Look to your left and you will spot a striking white plaster building with a massive dark sloping roof, corner turrets topped with green copper spires, and an ornate stone coat of arms set right into the facade.
Welcome to the Bomann Museum. Now, I know what you might be thinking. This building is a lot to take in. It looks like a medieval fortress, a grand townhouse, and a traditional timber framed home all crashed into each other at a very polite speed. And honestly... that is exactly the point.
Back between 1903 and 1907, the architect Alfred Sasse and the museum's founder Wilhelm Bomann decided to make the building itself an exhibit. They intentionally smashed together different historical styles, from Gothic pointed arches to grand Renaissance flourishes, aiming to create this educational, picturesque collage of architecture. Not everyone was a fan right away. The famous local writer Hermann Löns famously mocked it as a true architecture pudding. Pull out your phone for a second and take a look at the screen. You can see exactly what Löns meant in this window detail, where different historical building traditions are stacked like layers in a rather chaotic cake.

But that eccentric exterior holds one of the largest city museums in all of Lower Saxony. And the surprises do not stop at the front door. When they built this place, they literally constructed the ground floor around a massive, authentic farmhouse from the year 1571. It is a traditional Hallenhaus, which is a classic Lower German hall house where the living quarters, the open fire kitchen, and the animal stalls were all gathered under one gigantic roof. You step out of a modern museum corridor and suddenly you are standing in a sixteenth century kitchen.
It is a place that impressed some pretty high profile guests. The German Emperor, Kaiser Wilhelm the Second, visited shortly after it opened and ended up donating a monumental battle painting that still hangs in the military honor hall today.
While you are looking at the building, check your app again. This image shows a close up of the incredibly detailed coat of arms of the City of Celle mounted right on the corner of the museum. It is just one more ingredient in Sasse's architecture pudding.

Today, the museum houses everything from ancient archaeological finds to the Tansey collection, which is one of the most important collections of portrait miniatures in the world.
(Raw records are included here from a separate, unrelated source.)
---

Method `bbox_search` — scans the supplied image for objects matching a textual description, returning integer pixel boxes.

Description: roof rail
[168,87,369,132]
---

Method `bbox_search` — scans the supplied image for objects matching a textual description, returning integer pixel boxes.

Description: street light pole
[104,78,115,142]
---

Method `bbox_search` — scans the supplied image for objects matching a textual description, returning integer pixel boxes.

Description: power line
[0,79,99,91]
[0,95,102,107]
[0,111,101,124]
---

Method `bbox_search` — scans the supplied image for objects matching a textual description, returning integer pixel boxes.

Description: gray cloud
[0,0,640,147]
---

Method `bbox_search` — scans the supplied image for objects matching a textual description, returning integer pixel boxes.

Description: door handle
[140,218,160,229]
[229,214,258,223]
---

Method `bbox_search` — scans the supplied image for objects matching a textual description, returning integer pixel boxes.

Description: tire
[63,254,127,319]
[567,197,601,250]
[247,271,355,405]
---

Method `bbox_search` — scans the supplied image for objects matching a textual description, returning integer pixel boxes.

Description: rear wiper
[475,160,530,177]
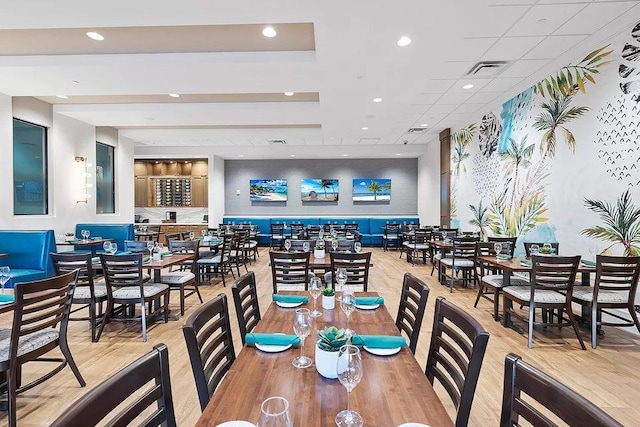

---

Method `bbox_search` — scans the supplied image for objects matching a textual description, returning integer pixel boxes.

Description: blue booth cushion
[0,230,56,288]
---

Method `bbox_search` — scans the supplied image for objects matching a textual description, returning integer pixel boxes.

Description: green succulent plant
[318,326,349,352]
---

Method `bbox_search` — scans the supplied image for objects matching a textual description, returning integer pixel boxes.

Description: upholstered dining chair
[425,297,489,427]
[231,271,261,345]
[502,255,586,350]
[182,294,236,411]
[0,271,86,427]
[573,255,640,348]
[500,353,622,427]
[269,252,310,294]
[396,273,429,354]
[51,344,177,427]
[51,253,108,342]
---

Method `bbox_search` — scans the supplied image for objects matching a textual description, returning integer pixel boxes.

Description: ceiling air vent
[267,139,287,145]
[407,128,427,133]
[467,61,509,77]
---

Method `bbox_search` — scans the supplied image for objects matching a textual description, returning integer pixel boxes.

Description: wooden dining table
[196,292,453,427]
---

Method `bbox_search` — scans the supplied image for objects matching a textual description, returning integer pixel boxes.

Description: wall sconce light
[75,156,93,203]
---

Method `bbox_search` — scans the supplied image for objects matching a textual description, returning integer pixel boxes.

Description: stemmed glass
[309,277,322,317]
[293,308,312,368]
[0,265,11,294]
[336,344,364,427]
[340,289,356,336]
[336,268,347,290]
[257,396,293,427]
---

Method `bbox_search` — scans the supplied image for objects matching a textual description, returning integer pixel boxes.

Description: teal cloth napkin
[351,335,407,348]
[244,332,300,347]
[272,294,309,304]
[356,297,384,305]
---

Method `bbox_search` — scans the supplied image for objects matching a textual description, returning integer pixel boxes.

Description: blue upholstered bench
[0,230,56,288]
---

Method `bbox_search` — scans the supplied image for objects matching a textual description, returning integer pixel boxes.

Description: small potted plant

These tiny, exquisite paintings from the Baroque and Rococo eras were painstakingly painted on vellum and ivory, capturing the faces of European nobility in microscopic detail.
If you want to explore the architecture pudding for yourself, the museum is closed on Mondays but open every other day of the week from eleven in the morning until five in the evening.
Feel free to admire these wild architectural layers before heading to our next destination.